From Madhya Pradesh were the gudum baja dancers, who drummed with their hands and elbows, played a range of drums and reed pipes, whistled, somersaulted, and expertly wielded sticks in mock-fight. The Saila and Ahira lathi dances, also from Madhya Pradesh, showcased their distinctive styles of combat using lathis or sticks. Masked Chhau dancers from Seraikella performed with zest, giving the audience a peek into their rich cultural legacy.
The Kabui Nagas performed the shim laam or the fly dance, a highlight of the Gang Ngai festival, the kit laam or the cricket dance that celebrates a bountiful harvest, and the ga laam or the crab dance, all of which bear ample testimony to how their lives are inextricably interwoven with the rhythms of nature.
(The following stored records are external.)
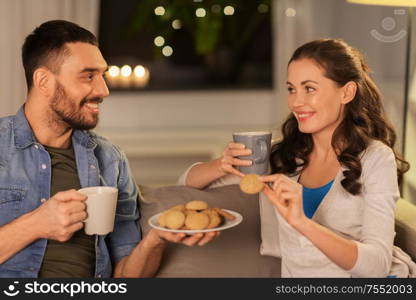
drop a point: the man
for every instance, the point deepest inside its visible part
(47, 153)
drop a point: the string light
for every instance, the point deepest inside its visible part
(114, 71)
(167, 51)
(176, 24)
(262, 8)
(159, 41)
(160, 11)
(290, 12)
(125, 71)
(228, 10)
(200, 13)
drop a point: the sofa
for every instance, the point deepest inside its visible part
(235, 253)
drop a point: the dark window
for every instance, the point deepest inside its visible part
(228, 47)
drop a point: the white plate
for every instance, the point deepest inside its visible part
(153, 221)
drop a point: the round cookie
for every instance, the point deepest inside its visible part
(161, 219)
(180, 207)
(197, 221)
(174, 219)
(251, 184)
(225, 214)
(196, 205)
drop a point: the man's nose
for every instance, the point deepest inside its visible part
(100, 88)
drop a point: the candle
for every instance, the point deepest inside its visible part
(125, 78)
(113, 76)
(141, 76)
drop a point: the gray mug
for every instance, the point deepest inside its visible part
(260, 143)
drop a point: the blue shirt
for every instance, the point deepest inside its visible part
(25, 177)
(313, 197)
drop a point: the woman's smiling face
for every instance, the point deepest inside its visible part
(316, 101)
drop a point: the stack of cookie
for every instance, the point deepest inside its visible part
(194, 215)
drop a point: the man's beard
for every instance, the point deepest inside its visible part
(66, 110)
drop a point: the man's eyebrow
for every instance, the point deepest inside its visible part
(91, 70)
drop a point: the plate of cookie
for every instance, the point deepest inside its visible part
(195, 217)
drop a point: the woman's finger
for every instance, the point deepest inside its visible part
(241, 162)
(239, 152)
(232, 145)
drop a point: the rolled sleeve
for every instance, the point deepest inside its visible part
(380, 193)
(126, 234)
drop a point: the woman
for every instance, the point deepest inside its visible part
(329, 209)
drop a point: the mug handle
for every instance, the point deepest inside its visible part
(262, 144)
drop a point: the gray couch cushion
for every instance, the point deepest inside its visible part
(235, 253)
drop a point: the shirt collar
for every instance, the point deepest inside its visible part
(23, 134)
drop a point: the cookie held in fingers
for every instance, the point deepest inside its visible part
(251, 184)
(197, 221)
(196, 205)
(174, 219)
(161, 219)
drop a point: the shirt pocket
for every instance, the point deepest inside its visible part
(10, 203)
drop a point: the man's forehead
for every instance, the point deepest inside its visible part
(83, 56)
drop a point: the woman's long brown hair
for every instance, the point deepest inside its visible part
(364, 117)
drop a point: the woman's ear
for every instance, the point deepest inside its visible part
(349, 91)
(43, 81)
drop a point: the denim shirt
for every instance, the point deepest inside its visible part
(25, 178)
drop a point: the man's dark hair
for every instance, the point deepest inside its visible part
(45, 46)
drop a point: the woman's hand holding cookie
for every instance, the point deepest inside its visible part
(229, 160)
(286, 196)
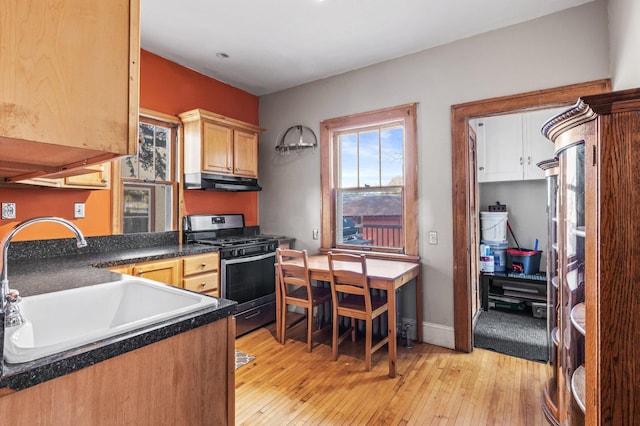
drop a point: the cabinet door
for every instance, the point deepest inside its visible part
(69, 81)
(245, 153)
(536, 147)
(499, 148)
(164, 271)
(217, 148)
(200, 263)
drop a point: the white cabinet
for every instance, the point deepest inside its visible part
(510, 146)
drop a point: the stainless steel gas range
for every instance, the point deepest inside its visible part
(247, 271)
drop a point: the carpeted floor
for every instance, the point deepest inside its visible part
(242, 359)
(513, 333)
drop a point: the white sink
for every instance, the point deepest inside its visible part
(63, 320)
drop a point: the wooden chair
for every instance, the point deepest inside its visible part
(352, 298)
(296, 289)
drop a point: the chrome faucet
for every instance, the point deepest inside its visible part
(10, 298)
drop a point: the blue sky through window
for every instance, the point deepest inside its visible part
(372, 157)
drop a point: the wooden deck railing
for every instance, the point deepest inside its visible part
(383, 235)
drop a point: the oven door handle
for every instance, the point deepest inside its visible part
(248, 258)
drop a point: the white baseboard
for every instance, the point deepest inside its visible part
(434, 334)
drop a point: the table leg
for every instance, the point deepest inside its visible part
(485, 292)
(278, 307)
(392, 332)
(419, 305)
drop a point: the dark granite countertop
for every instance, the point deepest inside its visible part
(43, 273)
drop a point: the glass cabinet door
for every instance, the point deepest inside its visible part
(571, 272)
(550, 396)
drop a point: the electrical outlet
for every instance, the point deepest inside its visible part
(433, 237)
(78, 210)
(8, 210)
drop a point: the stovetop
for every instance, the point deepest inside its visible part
(228, 233)
(233, 241)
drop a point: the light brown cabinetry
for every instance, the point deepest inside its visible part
(69, 84)
(97, 176)
(197, 272)
(217, 144)
(164, 271)
(186, 379)
(200, 273)
(598, 149)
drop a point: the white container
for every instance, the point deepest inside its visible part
(498, 251)
(493, 226)
(486, 264)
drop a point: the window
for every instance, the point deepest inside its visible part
(369, 181)
(147, 179)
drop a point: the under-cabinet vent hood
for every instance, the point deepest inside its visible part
(215, 182)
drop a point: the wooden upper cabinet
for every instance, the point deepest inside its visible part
(69, 84)
(217, 144)
(217, 148)
(96, 176)
(245, 153)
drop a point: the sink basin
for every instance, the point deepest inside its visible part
(63, 320)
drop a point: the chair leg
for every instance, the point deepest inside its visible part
(334, 339)
(309, 327)
(353, 329)
(283, 323)
(368, 332)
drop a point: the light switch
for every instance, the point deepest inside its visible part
(8, 210)
(433, 237)
(78, 210)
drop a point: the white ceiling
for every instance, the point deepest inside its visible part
(277, 44)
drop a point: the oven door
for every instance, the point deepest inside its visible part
(250, 281)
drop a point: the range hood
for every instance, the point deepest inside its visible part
(215, 182)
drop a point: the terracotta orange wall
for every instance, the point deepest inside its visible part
(57, 202)
(170, 88)
(165, 87)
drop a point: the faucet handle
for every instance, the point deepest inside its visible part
(13, 296)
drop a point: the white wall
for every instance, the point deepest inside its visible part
(624, 24)
(564, 48)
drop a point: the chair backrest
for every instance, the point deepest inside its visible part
(293, 269)
(348, 274)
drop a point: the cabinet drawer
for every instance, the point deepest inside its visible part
(201, 283)
(200, 263)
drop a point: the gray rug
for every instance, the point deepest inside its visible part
(512, 333)
(242, 359)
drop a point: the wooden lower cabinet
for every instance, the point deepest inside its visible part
(200, 273)
(164, 271)
(196, 273)
(186, 379)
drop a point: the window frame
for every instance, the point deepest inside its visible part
(117, 190)
(328, 128)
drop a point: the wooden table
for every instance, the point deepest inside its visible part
(386, 275)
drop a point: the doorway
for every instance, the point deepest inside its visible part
(464, 187)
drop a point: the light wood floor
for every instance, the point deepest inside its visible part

The bamboo dance of the Karens (a tribe that traces its roots to Burma, and was resettled in the Andaman and Nicobar islands by the British) was a virtual glimpse into their social history, and a reminder of how tribal culture is a vital key to the collective reconstruction of our past.
The Adi Bimb Festival, true to its name, held up a mirror to the sheer depth and diversity of India’s indigenous tribes. Even as it alerted us to the dangers of confining tribal dance and music to the urban proscenium, it provided both an equal platform and also prompted a paradigm shift in the notions of audience and performance.